Zhang Chengdao bateu nas costas do filho, pronto para chamar a esposa e sair, quando Zhang Xiao de repente gritou:
“Pai, será que ali é o tio Zhou com a família?”
O casal virou a cabeça na direção apontada por Zhang Xiao, franzindo a testa.
“É mesmo o velho Zhou.
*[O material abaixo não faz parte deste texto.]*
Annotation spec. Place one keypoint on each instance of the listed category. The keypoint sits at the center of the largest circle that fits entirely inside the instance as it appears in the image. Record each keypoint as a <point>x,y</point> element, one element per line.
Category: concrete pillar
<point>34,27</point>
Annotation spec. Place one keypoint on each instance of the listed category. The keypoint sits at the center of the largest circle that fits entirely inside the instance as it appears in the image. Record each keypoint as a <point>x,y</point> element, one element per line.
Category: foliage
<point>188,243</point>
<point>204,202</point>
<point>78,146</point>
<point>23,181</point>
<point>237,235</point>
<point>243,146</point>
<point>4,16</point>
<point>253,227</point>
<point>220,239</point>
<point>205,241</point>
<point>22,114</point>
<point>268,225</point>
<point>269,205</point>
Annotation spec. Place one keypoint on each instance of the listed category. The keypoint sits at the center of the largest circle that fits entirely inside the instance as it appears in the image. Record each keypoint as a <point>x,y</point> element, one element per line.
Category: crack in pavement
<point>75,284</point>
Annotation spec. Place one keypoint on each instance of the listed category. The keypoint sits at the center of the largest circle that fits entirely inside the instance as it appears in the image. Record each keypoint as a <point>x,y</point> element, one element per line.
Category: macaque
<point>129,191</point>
Ele foi fazer compras de novo hoje?”
Antes da ida de Zhang Xiao para Hogwarts, os pais vendiam mercadorias na rua dos chineses; em quase oito anos, conheciam praticamente todo mundo.
O casal Zhou sempre trazia biscoitos e outros petiscos para dar a eles — presentes especiais das compras.
Muita gente que veio para cá não buscava outra coisa além de ganhar a vida.
Como o velho Zhou, que para economizar, levantava cedo e caminhava por vários quarteirões, puxando um carrinho; às vezes fazia várias viagens num só dia.
Eles provavelmente nunca tinham presenciado uma manifestação tão descontrolada como aquela; encolhidos, ficaram encostados na parede, com as mãos firmes no peito.
No bolso interno da jaqueta, guardavam o dinheiro das compras — quase todos os chineses faziam assim.
Quando Zhang Xiao ia cumprimentá-los e aconselhá-los a irem embora rápido,
alguns homens de pele escura saíram correndo da loja saqueada, com objetos de pouco valor nas mãos.
Um deles viu o velho Zhou e imediatamente chamou os companheiros para correr atrás deles; já sabiam de uma coisa:
Chineses carregam dinheiro vivo!
“Droga!” Zhang Xiao praguejou e já ia correr.
Li Qingshu o tocou suavemente na cabeça:
“Criança, não fale palavrão. Acho que você vai ter que ir sozinho até a estação.”
Zhang Chengdao fechou o rosto, mais irritado do que quando o carro foi atacado, apertando e soltando os punhos.
“Eu e sua mãe vamos resolver uns… problemas com lixo!”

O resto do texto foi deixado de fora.